This is the fourth post in a 4-part series discussing performance on the GeorgiaGov platform.
I’ve been talking a lot about website performance — why it matters, how we measure up, and what we’re doing to improve our platform performance. Now it’s time to hit you where it hurts — and remind you that not all the burden of improved performance lies with the code.
We can adjust, aggregate, and optimize code all day long, but image sizes most heavily affect page load times across our platform. A few of these are images are “baked into” your design. Some themes are lighter than others because they don’t contain background images or other graphic elements. In fact, we recently optimized all our theme images to reduce their load, and we expect that to have a big impact across all the sites. Now it’s time to think about the images that are part of the content of the page.
This is where things get tricky. Many of our customers — the agencies these sites represent, and who manage their sites’ content — want nothing more than to add larger images, more rotating image carousels, and more bling to their sites. They tell us this will “capture millennials” and “help them win awards.” They don’t have data to back this up; just a general sense that more bling makes for a more engaging website. But if your users give up because your pages aren’t loading quickly enough, who are you serving?
To that end, each agency is responsible for its own site’s performance. What can be improved? I’m so glad you asked!
3 Easy Ways To Speed Up Your Website
- Kill your rotator
- Lose unnecessary images
- Optimize remaining images
Let’s get into a little detail on each of these.
1. Kill Your Image Rotator
Ready to lose the rotator? Contact us at digitalservices.georgia.gov/help, where we can remove your image rotator and help you figure out what type of content block would make more of an impact in its place.
2. Lose Unnecessary Images
Are you using a stock photo just to “liven up” your page? Or creating a large banner image because you want to use a different font than the ones your site theme uses? For each image you add to a page, ask yourself what value it’s adding to the page. If you don’t have a clear answer, remove it.
Now, before you write me off as someone who thinks all images are bad, I need to point out that we at Georgia.gov post images, including large infographics. What’s more, I’m about to add screenshots into this very blog post — because they add value and illustrate a point. What I’m encouraging you to remove are images that could otherwise be text, or wouldn’t be missed if they were gone.

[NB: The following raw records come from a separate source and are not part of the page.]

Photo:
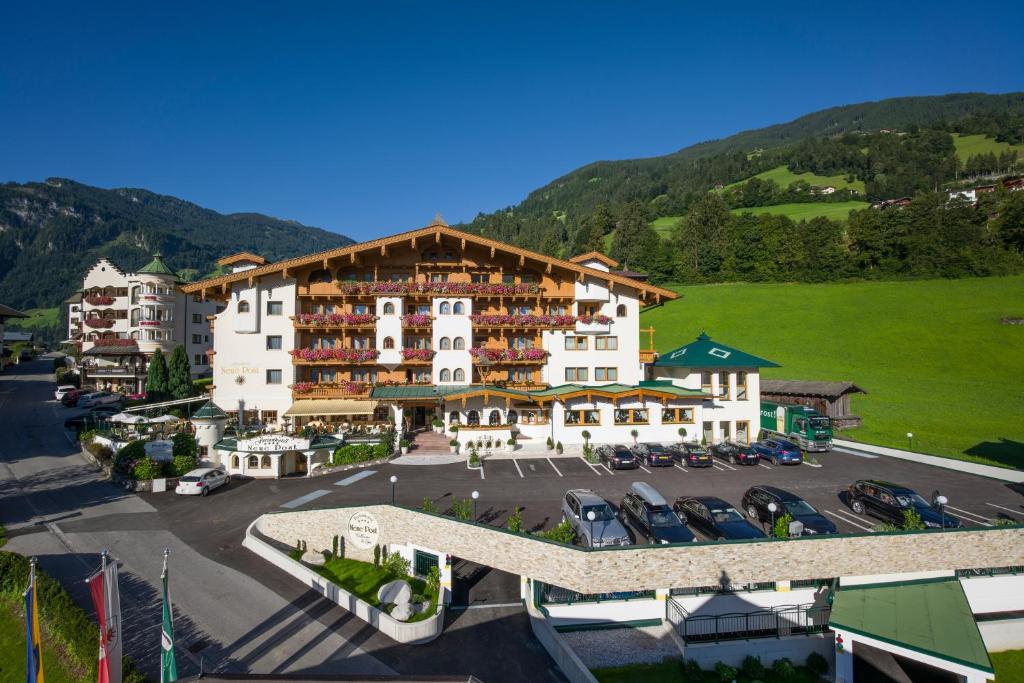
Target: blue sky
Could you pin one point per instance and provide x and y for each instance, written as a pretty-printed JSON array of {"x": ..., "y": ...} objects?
[{"x": 369, "y": 118}]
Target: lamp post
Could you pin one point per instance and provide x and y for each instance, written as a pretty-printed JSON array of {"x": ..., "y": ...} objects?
[{"x": 941, "y": 502}]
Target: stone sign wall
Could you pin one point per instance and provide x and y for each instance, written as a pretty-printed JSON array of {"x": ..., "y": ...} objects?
[{"x": 649, "y": 567}]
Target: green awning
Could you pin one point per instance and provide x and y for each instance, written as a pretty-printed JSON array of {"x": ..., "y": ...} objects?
[
  {"x": 706, "y": 352},
  {"x": 930, "y": 616}
]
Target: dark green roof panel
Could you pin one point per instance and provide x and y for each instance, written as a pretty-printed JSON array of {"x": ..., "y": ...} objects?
[{"x": 706, "y": 352}]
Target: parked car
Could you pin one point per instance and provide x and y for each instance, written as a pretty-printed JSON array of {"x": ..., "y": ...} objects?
[
  {"x": 604, "y": 529},
  {"x": 201, "y": 481},
  {"x": 778, "y": 451},
  {"x": 648, "y": 513},
  {"x": 737, "y": 454},
  {"x": 888, "y": 501},
  {"x": 715, "y": 518},
  {"x": 652, "y": 455},
  {"x": 62, "y": 390},
  {"x": 98, "y": 398},
  {"x": 616, "y": 457},
  {"x": 690, "y": 455},
  {"x": 756, "y": 502}
]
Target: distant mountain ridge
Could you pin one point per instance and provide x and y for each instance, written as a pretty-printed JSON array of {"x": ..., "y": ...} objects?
[{"x": 51, "y": 232}]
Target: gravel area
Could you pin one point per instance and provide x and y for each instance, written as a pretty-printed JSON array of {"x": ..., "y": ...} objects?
[{"x": 613, "y": 647}]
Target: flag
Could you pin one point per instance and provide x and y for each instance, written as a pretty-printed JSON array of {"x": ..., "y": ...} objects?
[
  {"x": 168, "y": 670},
  {"x": 33, "y": 649}
]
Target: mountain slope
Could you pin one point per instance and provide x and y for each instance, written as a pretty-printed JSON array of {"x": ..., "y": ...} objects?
[{"x": 50, "y": 232}]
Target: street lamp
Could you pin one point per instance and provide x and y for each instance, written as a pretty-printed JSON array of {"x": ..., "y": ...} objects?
[{"x": 941, "y": 502}]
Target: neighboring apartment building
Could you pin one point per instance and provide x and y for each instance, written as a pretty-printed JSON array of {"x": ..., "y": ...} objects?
[
  {"x": 436, "y": 323},
  {"x": 124, "y": 317}
]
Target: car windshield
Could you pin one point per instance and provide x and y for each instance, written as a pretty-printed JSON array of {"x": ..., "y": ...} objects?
[
  {"x": 723, "y": 515},
  {"x": 911, "y": 500},
  {"x": 799, "y": 508},
  {"x": 602, "y": 513}
]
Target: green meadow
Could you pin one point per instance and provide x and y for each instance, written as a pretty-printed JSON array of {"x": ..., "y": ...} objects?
[
  {"x": 806, "y": 211},
  {"x": 933, "y": 355}
]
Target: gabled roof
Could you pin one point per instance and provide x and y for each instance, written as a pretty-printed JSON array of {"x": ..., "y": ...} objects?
[
  {"x": 242, "y": 257},
  {"x": 435, "y": 230},
  {"x": 705, "y": 352},
  {"x": 156, "y": 267},
  {"x": 595, "y": 256}
]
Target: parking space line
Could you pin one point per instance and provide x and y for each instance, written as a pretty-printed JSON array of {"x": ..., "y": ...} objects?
[
  {"x": 984, "y": 521},
  {"x": 1016, "y": 512},
  {"x": 553, "y": 467},
  {"x": 517, "y": 469},
  {"x": 849, "y": 521},
  {"x": 590, "y": 466}
]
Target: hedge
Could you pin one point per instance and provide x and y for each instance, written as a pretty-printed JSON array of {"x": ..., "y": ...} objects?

One extreme example of a state agency getting rid of images is the new pilot replacement site for va.gov. While the old site at va.gov looks very similar to many of our platform sites, the new pilot at vets.gov has stripped all the fluff and gets right to providing links to the services constituents need.
When asked about their choice to go light on the images, the team explained that the decision was based on usability testing — they talked to real users and found that their users preferred less imagery.
3. Optimize Remaining Images
Now that you’ve removed images that don’t add value, and you’re confident in the images you want to keep, make sure they’re optimized for the web. All your images should be…
No larger than the size they will load on your website (remember, our platform layouts resize based on the screen width, so some images actually show up larger on the width of a typical tablet display than they do on a desktop display. None of your images will load larger than 900px wide).
Saved as the best file type (jpg, png, svg, or gif) and smallest size for the image style. If you have Photoshop, use the Save for Web feature to save your images. If you don’t have Photoshop, you can download the free image editing tool Gimp to perform these tasks. Not sure how these image types differ? Lara Hogan, senior engineering manager of performance at Etsy, created a detailed list of different optimization options per image format to help you choose.
Compressed again after you save them, using a free online image compression tool. Our front end developer recently started using compresspng.com and compressjpeg.com — both do an excellent job of compressing images, often with almost no discernable change in quality.
Implement these changes to all new images, of course. But you should also carve out some time — even 15 minutes a day — to review old images and update them whenever you can. You’ll be surprised how much you can compress some of your images.
Let’s Do This
Your content is the most important part of your site — it’s why visitors go to your site in the first place. Fast performance and quicker image loads are the icing on the cake that makes that visit painless. So let’s do this.